The company cuts and bends sheets of lightweight metals — such as stainless steel, aluminum, brass, copper or titanium — to create parts for these manufacturers in a wide array of products.

“None of the things we make are proprietary products,” Prom said. “We make a lot of small pieces that people don’t see.”

Those pieces can be anything from the chassis the company made for IBM electronic typewriters in the 1980s to the metal dashboard backings produced today for Duluth airplane manufacturer Cirrus Design Corp.

In addition to bending and cutting, other custom work is sometimes performed, such as affixing hardware like screws and washers or applying custom finishes and silk-screening custom labels.

Walking through Hibbing Fabricator’s 37,000 square-foot plant, Prom isn’t always sure what items are in production.

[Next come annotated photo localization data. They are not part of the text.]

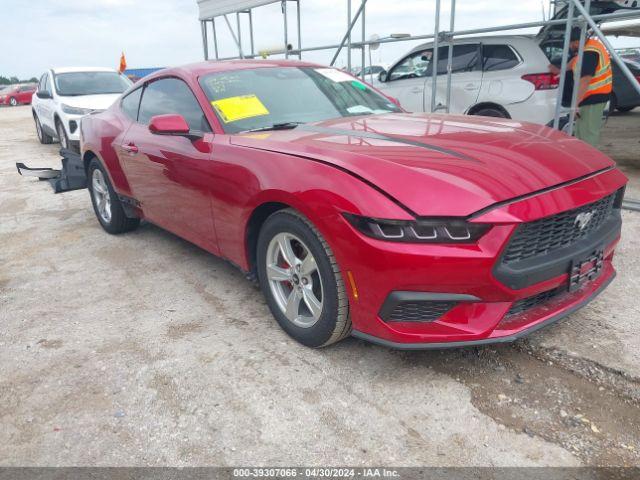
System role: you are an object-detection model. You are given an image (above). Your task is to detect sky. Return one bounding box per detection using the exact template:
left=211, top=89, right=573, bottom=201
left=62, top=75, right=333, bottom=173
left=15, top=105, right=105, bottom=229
left=0, top=0, right=640, bottom=79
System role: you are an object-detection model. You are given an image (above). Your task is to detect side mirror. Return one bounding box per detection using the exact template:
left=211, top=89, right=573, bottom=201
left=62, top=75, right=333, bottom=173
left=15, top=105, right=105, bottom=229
left=149, top=113, right=190, bottom=137
left=385, top=95, right=402, bottom=108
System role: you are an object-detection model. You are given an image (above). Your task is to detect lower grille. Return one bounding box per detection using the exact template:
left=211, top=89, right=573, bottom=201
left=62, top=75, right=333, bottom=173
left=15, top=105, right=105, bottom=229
left=388, top=301, right=456, bottom=322
left=506, top=285, right=567, bottom=317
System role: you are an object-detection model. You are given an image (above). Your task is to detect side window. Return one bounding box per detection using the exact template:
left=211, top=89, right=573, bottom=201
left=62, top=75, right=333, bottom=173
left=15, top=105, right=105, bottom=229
left=482, top=45, right=520, bottom=72
left=388, top=49, right=433, bottom=82
left=45, top=75, right=53, bottom=95
left=438, top=43, right=480, bottom=75
left=120, top=87, right=142, bottom=122
left=540, top=43, right=563, bottom=67
left=138, top=78, right=211, bottom=132
left=38, top=73, right=47, bottom=92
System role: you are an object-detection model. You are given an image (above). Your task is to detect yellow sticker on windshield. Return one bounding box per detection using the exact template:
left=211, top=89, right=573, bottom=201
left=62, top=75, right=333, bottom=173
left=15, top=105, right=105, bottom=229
left=211, top=95, right=269, bottom=123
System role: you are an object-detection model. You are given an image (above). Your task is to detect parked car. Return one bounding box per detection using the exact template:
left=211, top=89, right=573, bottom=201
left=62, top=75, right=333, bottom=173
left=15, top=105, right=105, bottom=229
left=80, top=60, right=627, bottom=349
left=0, top=85, right=36, bottom=107
left=33, top=67, right=131, bottom=149
left=379, top=35, right=558, bottom=125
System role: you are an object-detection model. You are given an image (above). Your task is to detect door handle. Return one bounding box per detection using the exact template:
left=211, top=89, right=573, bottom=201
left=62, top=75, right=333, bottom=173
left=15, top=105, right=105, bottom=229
left=120, top=143, right=138, bottom=155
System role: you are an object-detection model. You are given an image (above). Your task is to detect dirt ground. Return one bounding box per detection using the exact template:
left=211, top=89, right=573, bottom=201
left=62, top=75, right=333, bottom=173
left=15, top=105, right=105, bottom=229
left=0, top=107, right=640, bottom=466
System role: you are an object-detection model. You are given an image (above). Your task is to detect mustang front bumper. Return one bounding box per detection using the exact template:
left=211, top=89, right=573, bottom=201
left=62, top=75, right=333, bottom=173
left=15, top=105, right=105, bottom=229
left=335, top=169, right=626, bottom=349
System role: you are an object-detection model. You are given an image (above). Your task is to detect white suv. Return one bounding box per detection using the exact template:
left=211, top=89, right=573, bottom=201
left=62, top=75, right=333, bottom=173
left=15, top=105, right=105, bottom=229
left=31, top=67, right=131, bottom=150
left=376, top=35, right=558, bottom=125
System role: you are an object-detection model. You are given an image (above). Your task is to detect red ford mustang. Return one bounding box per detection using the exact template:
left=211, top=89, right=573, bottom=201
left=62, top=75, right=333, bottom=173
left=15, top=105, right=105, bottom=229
left=0, top=85, right=36, bottom=107
left=81, top=61, right=626, bottom=349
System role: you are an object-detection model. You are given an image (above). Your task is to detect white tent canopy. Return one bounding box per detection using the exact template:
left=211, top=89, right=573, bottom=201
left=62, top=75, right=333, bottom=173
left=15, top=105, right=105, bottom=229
left=602, top=20, right=640, bottom=37
left=198, top=0, right=280, bottom=20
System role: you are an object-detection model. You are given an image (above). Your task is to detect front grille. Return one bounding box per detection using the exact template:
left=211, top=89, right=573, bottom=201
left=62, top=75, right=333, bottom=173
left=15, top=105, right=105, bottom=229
left=502, top=194, right=616, bottom=264
left=506, top=286, right=567, bottom=317
left=388, top=301, right=456, bottom=322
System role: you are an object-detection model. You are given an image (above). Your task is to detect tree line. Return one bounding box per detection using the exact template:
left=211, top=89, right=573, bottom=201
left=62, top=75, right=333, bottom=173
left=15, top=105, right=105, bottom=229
left=0, top=75, right=38, bottom=85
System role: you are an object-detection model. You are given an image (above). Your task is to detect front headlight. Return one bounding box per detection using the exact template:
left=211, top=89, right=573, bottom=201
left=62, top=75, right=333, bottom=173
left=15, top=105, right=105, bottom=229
left=343, top=213, right=491, bottom=243
left=61, top=103, right=93, bottom=115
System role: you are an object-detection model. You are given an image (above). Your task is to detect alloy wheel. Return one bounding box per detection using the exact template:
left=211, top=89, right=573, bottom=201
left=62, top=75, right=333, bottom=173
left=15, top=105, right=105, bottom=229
left=91, top=168, right=111, bottom=223
left=266, top=232, right=323, bottom=328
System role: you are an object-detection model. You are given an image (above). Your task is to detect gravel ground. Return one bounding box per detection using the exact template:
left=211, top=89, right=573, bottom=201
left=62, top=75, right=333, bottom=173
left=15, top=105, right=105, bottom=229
left=0, top=107, right=640, bottom=466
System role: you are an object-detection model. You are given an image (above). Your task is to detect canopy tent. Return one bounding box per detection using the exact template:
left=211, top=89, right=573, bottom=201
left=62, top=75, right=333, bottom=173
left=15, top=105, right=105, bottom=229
left=602, top=20, right=640, bottom=37
left=198, top=0, right=280, bottom=20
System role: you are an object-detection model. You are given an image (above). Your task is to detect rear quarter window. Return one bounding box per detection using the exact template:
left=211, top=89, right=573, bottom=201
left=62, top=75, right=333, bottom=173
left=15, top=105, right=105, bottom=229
left=482, top=45, right=520, bottom=72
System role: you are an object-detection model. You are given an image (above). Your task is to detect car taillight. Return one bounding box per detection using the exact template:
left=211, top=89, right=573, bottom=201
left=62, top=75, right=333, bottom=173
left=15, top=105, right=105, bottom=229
left=522, top=72, right=560, bottom=90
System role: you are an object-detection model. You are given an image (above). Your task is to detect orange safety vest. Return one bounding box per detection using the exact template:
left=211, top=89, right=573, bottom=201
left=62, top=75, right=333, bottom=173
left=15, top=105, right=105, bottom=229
left=569, top=38, right=613, bottom=100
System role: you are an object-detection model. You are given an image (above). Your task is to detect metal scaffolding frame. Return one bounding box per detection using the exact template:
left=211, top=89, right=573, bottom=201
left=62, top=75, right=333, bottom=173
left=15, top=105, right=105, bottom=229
left=200, top=0, right=640, bottom=127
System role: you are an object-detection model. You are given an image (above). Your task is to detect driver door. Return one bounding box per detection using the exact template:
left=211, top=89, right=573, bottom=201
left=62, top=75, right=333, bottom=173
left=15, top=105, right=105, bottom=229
left=120, top=78, right=215, bottom=249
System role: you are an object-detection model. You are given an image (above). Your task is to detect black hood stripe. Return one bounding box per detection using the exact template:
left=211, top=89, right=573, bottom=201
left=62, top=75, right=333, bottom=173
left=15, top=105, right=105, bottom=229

“In a month, we do 400 to 500 different parts,” he said. “This guy’s making one thing, that guy’s making another thing, this guy’s making something else.”

Prom said the company’s most recent major equipment addition was Northeastern Minnesota’s first laser cutting instrument, which went into production at the end of 2006. The $950,000 purchase was made possible with the help of a $300,000 bank participation loan provided by Iron Range Resources.

Prom said the company also uses a turret punch press that cuts holes better, while the laser cuts curves better. He said the company is exploring the purchase of turret/laser combination machine.

“The biggest push that we’re seeing now is robotics,” Prom said, referring to the demand for cutting machines programmed to work when the human labor goes home at night.

“Quite a few of our competitors are doing that in order to compete with foreign labor costs,” he said. “We’ll need high-skilled people to program it. We intend to train the people we’ve already invested in.”

Hibbing Fabricators began with just three employees in 1985. Prom was hired as controller in 1999, and became the company’s fourth president when Steve Saggau left in 2002.

“We still have the same core owners,” Prom said. Of the original 12, nine are still invested.

“Imagine starting out with no products, no equipment and putting a company together,” Prom said. “It was a struggle, but it worked. The investors stuck with it.”